My husband Peter and I grew up in Fairfield and raised our son here while we built a small heating and cooling business from nothing and grew it into a respected service company. Though small businesses are the engine of our state's economy, there are very few small business owners serving in our state legislature, I believe our voice is important in the process. In my first term, I established the Business Advisory Council of 25 small-business owners to identify unfair policies and propose helpful legislative changes.

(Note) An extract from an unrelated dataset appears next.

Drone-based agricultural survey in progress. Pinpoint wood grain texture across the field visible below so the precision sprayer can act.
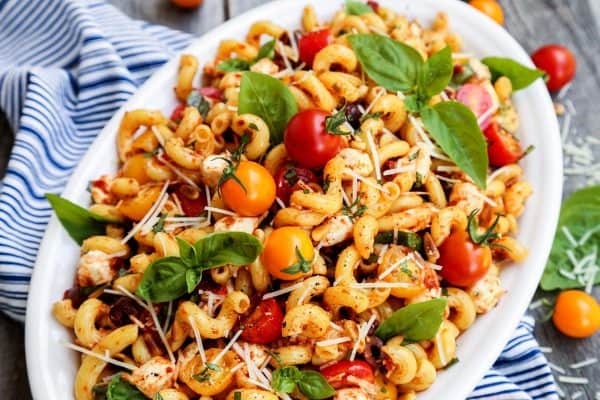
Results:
[0,0,600,400]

The last two years presented a unique opportunity for the governor and legislature to restructure the way our state government works. But they simply didn't have the courage after the financial meltdown to reduce the state's massive debt and lower the 9 percent unemployment rate. Instead, they spent more, taxed more and made our state an even less hospitable place to grow jobs.
While the chance to fundamentally reform state government was squandered, there have been success stories. When legislators work together and listen to their constituents, everyone benefits. I worked with both parties to pass a bipartisan jobs bill that included provisions to empower small business growth; strengthened anti-bullying policies for our students; tightened domestic violence laws to better protect victims; expanded "Live Here, Work Here" legislation which allows Connecticut college graduates to put a portion of their taxes toward a down payment on their first home; and increased penalties for those convicted of repeated animal abuse.
Gov. Malloy's "education reform" legislation was a major topic of debate this past year. Unfortunately, the governor's original proposal placed all the blame for the achievement gap on teachers. Having spoken extensively with teachers and parents over the past year, and having served for six years on the Fairfield Board of Education, I feel that a more balanced approach is called for. I hope to continue serving on the Education Committee so I can utilize what I've learned to refine and improve the education reform law before it is implemented statewide.
While working for Congressman Chris Shays I helped Fairfield constituents cut through red tape. When you spend years fighting bureaucracy, you learn to quickly identify what's wrong and to find solutions.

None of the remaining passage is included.